Today was mercifully more mellow, with work to preoccupy me, plenty of oatmeal, and when afternoon rolled around and I toyed with sneaking a handful of pretzels from the office stash or buying a piece of candy off a coworker for a nickel with my fellow Hunger Challenger and boss, Madeline (though she doesn’t like to be call that, too much like “the man”), at least I had someone to strategize/commiserate with. Like when I was on an elimination diet trying to isolate a food allergy, this “diet” has been all I can talk about. It was dull then, but at least there’s a deeper purpose to this than treating eczema. Hot!
Some observations I made today – and really some of these feel so petty and naïve given that I’m certainly not *really* hungry, and this is such a pinhole view of how it actually feels to struggle with hunger all the time. But maybe there’s some broader truth to these experiences:
- I was really cold all morning. I mean, sure, I’m always cold, but I just couldn’t warm up.
- My sense of smell is super heightened.

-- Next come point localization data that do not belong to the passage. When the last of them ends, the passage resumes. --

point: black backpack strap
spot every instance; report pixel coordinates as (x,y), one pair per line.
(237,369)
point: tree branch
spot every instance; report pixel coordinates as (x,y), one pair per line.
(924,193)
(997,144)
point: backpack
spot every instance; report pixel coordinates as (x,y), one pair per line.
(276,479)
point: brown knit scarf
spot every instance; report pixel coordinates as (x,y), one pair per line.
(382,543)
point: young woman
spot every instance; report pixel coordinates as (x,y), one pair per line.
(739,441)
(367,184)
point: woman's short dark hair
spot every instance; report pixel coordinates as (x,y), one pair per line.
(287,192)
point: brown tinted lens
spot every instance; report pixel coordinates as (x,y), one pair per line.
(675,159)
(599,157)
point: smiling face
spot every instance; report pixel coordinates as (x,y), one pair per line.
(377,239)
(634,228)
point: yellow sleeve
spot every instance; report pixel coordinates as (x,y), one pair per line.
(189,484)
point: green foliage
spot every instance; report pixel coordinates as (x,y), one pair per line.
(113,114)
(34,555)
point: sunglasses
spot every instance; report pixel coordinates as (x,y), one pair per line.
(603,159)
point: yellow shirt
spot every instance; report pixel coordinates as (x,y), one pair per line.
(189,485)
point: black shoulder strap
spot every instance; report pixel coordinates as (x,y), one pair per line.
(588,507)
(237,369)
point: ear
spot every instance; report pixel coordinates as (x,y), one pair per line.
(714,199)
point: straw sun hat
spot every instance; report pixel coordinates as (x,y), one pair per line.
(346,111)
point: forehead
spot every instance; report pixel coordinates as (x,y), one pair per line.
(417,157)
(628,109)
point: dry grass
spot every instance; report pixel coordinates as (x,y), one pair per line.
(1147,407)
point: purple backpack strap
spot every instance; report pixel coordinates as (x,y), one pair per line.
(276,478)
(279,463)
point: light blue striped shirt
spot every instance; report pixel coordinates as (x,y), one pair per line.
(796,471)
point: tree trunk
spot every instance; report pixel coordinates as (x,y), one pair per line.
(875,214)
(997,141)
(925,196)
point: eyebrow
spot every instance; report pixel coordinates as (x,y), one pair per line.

Like that one time I was hiking and hungry – stopped myself from saying starving there, feels especially hyperbolic – and half panicked because I thought we might not get to camp before dark and I somehow smelled a distant fire.
- The people I’ve talked to about the Challenge (outside my office and the Food Bank) have for the most part fallen into two camps: 1) the folks that dismiss it as routine – “oh yea, I usually don’t spend anything on food.” and 2) those who have a personal connection with it – either because they’ve taken a similar challenge, or they themselves have been on food stamps or have experienced hunger.
You know I initially didn’t really like the Feeding America bus stop billboard ad campaign – “Hunger takes this bus too.” I guess I saw it in a new light with McDonald's as a backdrop, as I absent-mindedly did the math of buying 20 chicken McNuggets for $4.99 and somehow making them last 5 days. Yea. SAVING THEM. And sure, I'm still not convinced it’s the best way to frame their message. But I appreciate the sentiment that it’s this silent struggle that goes completely unnoticed unless we bring it out in the open and write about it and talk about it to try and remove the stigma.